Some might say I like the sound of my own voice. But I prefer to say I love words. The way they come together into sentences, paragraphs and pages. I like the things you can persuade them to do, I'm surprised by the places they take me to.



In my day job (if you can call it that) I am a writer. I spend a lot of time with words, reading them, writing them, cursing them. Sometimes we need a break from each other. And that's where Zentangle comes into its own for me. It allows me to make marks on paper which have no meaning, no connection to anything beyond themselves. I can draw lines and squiggles, and curves. I can darken areas, shade or colour others.

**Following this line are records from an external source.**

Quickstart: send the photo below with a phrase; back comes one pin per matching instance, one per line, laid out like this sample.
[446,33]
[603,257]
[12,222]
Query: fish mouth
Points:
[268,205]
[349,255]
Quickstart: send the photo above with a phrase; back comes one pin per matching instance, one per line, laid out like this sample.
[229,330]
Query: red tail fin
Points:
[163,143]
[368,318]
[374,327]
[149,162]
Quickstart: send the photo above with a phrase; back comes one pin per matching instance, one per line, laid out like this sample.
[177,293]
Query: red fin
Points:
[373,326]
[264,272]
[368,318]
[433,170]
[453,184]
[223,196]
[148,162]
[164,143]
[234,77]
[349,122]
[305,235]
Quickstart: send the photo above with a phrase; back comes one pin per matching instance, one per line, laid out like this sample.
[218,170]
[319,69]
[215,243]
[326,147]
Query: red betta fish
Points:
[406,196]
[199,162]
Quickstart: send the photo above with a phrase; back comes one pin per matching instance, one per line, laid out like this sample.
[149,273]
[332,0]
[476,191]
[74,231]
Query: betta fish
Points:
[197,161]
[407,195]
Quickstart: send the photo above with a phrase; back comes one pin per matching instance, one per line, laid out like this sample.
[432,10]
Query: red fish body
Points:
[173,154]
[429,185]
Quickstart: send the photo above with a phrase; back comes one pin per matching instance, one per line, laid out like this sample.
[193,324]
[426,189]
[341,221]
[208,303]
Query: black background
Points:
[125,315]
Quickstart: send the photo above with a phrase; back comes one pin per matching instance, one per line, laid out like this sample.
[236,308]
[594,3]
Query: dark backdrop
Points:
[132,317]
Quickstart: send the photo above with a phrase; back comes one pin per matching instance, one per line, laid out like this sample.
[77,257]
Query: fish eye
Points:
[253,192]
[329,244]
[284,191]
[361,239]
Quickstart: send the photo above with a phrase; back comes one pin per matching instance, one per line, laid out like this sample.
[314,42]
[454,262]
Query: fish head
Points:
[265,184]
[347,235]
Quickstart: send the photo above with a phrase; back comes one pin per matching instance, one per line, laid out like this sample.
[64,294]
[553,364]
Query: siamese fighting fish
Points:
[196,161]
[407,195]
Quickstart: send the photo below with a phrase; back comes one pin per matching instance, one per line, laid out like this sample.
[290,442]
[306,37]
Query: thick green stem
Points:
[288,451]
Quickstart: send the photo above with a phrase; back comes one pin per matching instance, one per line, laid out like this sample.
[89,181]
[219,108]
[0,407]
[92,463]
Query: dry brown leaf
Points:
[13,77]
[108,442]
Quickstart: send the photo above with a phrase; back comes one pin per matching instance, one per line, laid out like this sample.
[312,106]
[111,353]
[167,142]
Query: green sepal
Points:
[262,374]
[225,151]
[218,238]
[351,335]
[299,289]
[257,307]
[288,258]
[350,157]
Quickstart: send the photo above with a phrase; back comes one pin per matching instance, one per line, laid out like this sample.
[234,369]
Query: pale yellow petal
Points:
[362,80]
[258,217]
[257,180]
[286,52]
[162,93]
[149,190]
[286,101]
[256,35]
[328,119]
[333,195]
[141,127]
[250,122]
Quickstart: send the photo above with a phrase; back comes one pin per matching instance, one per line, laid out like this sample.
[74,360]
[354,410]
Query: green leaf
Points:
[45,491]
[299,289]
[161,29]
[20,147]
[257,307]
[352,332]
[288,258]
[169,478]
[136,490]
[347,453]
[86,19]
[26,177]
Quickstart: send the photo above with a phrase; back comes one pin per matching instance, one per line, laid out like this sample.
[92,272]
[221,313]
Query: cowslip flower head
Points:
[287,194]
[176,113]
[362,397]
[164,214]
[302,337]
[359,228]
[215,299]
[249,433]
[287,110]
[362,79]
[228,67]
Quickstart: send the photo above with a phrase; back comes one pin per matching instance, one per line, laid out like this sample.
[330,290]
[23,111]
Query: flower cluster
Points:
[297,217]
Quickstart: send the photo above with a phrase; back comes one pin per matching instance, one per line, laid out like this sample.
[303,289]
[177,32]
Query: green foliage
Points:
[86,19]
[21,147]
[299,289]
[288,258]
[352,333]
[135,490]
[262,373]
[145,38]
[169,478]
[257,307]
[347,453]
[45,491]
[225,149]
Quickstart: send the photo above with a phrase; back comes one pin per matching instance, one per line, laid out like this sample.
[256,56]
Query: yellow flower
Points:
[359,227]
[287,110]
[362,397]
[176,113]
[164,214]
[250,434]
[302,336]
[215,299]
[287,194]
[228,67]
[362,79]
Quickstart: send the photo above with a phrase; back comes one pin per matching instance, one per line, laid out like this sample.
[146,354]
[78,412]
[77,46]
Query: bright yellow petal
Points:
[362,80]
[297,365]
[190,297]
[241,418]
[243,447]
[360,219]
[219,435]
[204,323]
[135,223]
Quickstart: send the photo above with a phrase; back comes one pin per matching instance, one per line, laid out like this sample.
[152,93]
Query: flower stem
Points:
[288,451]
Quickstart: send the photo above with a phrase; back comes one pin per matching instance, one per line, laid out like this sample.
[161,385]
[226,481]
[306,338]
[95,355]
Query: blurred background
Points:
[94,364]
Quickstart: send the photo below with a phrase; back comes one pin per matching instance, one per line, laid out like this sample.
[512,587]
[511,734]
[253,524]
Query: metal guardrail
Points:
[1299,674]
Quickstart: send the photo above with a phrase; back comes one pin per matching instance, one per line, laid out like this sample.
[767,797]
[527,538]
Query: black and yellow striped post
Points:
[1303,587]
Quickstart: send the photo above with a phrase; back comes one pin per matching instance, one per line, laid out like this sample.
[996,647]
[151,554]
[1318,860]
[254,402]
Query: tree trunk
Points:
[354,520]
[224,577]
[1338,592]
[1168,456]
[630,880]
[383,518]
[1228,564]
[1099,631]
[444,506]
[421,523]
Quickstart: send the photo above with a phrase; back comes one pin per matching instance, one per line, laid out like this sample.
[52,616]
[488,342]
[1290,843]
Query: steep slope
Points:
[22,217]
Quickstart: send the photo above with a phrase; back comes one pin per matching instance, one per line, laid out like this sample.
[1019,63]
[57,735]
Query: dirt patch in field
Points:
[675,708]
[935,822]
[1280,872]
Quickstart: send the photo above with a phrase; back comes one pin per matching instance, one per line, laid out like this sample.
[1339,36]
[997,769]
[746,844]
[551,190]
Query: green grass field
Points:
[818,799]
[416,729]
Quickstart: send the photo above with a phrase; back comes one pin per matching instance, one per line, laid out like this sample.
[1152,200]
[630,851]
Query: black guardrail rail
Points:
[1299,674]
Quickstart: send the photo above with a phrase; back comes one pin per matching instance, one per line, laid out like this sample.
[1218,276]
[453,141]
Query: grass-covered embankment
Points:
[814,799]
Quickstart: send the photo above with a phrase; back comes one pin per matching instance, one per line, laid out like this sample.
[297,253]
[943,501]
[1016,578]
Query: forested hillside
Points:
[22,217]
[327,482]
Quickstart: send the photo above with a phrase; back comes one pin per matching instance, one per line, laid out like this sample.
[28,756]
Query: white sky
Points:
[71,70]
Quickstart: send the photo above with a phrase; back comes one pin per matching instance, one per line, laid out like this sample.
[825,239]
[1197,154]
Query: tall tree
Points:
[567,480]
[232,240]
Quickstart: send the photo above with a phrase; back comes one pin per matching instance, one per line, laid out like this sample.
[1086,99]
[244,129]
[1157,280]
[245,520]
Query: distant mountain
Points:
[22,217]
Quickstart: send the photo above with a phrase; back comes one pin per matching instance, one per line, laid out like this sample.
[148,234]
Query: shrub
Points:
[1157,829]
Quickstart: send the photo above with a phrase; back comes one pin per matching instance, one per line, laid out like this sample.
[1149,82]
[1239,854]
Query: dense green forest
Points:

Phantoms of the opera - Crescent Moon, Cayke and Chillon
Then I can step back, out of the tile, into myself. And often at that moment back into the writerly me. I can look at my tile and see all the things I was unaware of while I was making it. Sometimes the tiles don't have much to tell me. They are tight-lipped or secretive. Perhaps they are confused as to who they are. But some are keen to speak to me. To show me their story.



Like these two that I drew for the It's a String Thing challenge #35. Just one string and four tangles - and suddenly I was back to those dancing girls from my last post. But they'd left the stage. Something had gone very wrong in this theatre. A gaping hole had opened in centre of the stage. Everything and everyone was being sucked in. The draped curtains, the scalloped cornicing, the padded plush seats. Before long there would be nothing to suggest a place of entertainment had ever stood there. Nothing but the echo of their heels.



Also starring Cadent
A more homely setting emerged from my second tile. Perhaps a memory of my mother's kitchen. Her passion for fancy curtaining - a childhood recollection of phrases such as Venetian blinds and swags and tails. Plaited corn dollies and polished horse brasses. Little white dishes of shiny black olives.



Zentangle gives me a welcome break from writing, but hands me back raring to start again.